Exports rose 12.9% year-on-year for the month, beating market estimates of 7.5% and bouncing back from the -2.7% decline in March brought on from this year’s late scheduling of Chinese New Year.
Exports of hi-tech and electrical products carried on the momentum of Q1 to grow 20.7% y/y in April. At the forefront of trade disagreements between the US and China, the strength of hi-tech goods exports may have been due to retailers bracing for a future hit. Betty Wang, senior China economist at ANZ Research, attributed the figures to “exporters’ bringing forward their shipments to avoid near-term disruptions to the supply chain amid the trade tensions. We may see some retreat in exports in the following months.”

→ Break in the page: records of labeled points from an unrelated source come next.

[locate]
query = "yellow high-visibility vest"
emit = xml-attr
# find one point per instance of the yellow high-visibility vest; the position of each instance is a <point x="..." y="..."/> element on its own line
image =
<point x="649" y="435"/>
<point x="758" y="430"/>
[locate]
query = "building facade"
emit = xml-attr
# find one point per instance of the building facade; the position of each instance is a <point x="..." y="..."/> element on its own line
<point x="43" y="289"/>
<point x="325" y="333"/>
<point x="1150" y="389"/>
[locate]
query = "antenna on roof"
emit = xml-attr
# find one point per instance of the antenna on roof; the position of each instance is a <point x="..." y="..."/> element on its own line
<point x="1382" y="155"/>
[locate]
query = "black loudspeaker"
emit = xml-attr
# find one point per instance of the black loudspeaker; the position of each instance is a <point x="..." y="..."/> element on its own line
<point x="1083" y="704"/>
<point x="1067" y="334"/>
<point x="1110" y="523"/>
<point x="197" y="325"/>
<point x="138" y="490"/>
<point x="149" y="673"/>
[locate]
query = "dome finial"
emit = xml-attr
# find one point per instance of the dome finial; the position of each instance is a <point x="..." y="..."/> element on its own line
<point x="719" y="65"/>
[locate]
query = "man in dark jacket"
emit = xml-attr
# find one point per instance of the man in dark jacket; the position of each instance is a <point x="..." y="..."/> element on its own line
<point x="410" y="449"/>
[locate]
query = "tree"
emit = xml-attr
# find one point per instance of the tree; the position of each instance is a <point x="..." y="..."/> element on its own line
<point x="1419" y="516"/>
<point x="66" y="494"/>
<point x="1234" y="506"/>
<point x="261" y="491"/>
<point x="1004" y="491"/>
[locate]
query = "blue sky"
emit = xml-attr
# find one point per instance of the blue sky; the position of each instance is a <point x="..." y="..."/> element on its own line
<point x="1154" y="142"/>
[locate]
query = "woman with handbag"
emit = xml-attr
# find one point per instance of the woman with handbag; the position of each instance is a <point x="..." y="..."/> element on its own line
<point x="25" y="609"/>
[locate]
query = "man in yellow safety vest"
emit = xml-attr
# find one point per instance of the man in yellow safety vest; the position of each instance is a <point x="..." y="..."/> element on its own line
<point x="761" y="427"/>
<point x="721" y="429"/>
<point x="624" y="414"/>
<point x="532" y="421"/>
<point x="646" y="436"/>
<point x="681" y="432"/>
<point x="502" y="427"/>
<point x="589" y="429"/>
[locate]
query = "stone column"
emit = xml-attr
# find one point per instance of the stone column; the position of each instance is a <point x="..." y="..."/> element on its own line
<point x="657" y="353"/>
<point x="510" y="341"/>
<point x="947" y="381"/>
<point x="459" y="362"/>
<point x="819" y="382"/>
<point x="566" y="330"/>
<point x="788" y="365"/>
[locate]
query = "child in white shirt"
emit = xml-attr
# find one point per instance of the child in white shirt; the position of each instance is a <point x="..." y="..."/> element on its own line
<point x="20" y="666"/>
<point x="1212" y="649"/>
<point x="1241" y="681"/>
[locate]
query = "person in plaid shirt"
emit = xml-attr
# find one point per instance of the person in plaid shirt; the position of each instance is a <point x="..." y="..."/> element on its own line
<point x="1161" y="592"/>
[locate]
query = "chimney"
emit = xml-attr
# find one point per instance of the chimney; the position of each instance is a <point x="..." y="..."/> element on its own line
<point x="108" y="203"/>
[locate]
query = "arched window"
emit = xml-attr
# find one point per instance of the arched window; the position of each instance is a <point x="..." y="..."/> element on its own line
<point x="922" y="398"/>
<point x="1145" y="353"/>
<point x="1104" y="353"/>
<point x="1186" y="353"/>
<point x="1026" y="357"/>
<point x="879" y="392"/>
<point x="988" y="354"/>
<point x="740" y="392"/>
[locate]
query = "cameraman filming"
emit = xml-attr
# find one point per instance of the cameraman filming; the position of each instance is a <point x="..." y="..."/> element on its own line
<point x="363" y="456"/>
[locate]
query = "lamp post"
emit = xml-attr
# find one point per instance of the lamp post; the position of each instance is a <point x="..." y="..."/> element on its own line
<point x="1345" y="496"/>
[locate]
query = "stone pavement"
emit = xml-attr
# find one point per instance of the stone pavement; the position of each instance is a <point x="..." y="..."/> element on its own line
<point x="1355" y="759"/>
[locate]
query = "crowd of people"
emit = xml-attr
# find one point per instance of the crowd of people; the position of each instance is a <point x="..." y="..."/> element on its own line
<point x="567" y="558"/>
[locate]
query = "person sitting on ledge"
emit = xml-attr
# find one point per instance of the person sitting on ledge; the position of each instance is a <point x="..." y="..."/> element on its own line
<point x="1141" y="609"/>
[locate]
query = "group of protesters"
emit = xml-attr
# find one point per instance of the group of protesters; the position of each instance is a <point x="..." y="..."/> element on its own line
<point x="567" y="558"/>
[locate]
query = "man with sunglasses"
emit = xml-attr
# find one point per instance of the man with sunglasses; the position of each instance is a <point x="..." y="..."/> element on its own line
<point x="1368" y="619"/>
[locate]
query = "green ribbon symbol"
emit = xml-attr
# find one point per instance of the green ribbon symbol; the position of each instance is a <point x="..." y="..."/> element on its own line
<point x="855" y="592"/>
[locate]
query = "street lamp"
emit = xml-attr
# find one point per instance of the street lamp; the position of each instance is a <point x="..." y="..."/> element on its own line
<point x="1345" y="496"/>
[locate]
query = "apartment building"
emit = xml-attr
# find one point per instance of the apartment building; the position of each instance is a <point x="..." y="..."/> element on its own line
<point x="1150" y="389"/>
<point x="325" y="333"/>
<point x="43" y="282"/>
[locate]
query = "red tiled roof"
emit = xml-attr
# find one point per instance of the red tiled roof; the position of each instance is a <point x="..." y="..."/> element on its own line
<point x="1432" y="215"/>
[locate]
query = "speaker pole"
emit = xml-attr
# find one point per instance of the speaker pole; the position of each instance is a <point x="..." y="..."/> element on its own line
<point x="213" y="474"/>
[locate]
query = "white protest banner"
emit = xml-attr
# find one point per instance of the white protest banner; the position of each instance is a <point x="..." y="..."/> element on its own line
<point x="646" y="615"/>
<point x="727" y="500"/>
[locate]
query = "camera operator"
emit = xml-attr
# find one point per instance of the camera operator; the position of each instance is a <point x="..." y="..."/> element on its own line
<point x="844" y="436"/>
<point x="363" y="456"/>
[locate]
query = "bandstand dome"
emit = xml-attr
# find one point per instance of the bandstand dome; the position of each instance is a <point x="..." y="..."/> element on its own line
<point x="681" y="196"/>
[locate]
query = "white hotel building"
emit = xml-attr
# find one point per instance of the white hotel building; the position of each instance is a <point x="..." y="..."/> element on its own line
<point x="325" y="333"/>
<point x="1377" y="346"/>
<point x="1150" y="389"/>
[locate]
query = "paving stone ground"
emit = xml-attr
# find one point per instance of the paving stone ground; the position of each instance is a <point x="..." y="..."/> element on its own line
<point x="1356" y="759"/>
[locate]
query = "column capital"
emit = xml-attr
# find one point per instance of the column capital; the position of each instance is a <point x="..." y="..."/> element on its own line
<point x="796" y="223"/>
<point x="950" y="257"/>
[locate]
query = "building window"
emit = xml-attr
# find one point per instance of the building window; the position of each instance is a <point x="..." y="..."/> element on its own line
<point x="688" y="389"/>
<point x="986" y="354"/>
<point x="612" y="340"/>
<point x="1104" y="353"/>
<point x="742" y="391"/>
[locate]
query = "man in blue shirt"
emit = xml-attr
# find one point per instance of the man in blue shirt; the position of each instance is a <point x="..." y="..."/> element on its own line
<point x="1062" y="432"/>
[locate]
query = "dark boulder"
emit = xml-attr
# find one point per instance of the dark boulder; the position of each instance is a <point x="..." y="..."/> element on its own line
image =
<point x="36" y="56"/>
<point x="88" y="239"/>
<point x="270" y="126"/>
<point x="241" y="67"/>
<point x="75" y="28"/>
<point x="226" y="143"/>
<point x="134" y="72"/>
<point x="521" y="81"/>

Other analysts are more cautious of April’s export growth, viewing the rebound as largely a response to the seasonal dip seen in March. As suggested by last week’s Caixin Manufacturing PMI, exports may have begun to cool once seasonal effects are adjusted for.
“Shipments still look healthy, but today’s data does point to a softening in external demand recently,” said Julian Evans-Pritchard of Capital Economics. “We [Capital Economics] estimate that export volumes fell 2.0% month-on-month last month, the biggest decline in nine months.”
Imports growth also exceeded expectations, rising 21.5% y/y from 14.4% in March on the back of rebounding major commodity demand as businesses settle after Q1 fluctuations, as well as double-digit growth for tech products imports.
China’s bilateral trade surplus with the US expanded after four months of contraction, reaching $22.2 billion in April. Supplementing last week’s tense and inconclusive discussions in Beijing, these figures will not help the two sides resolve current disagreements.
In the wider picture, however, China’s trade situation appears to moving in the opposite direction, with the country last week posting its first quarterly current account deficit in almost 17 years.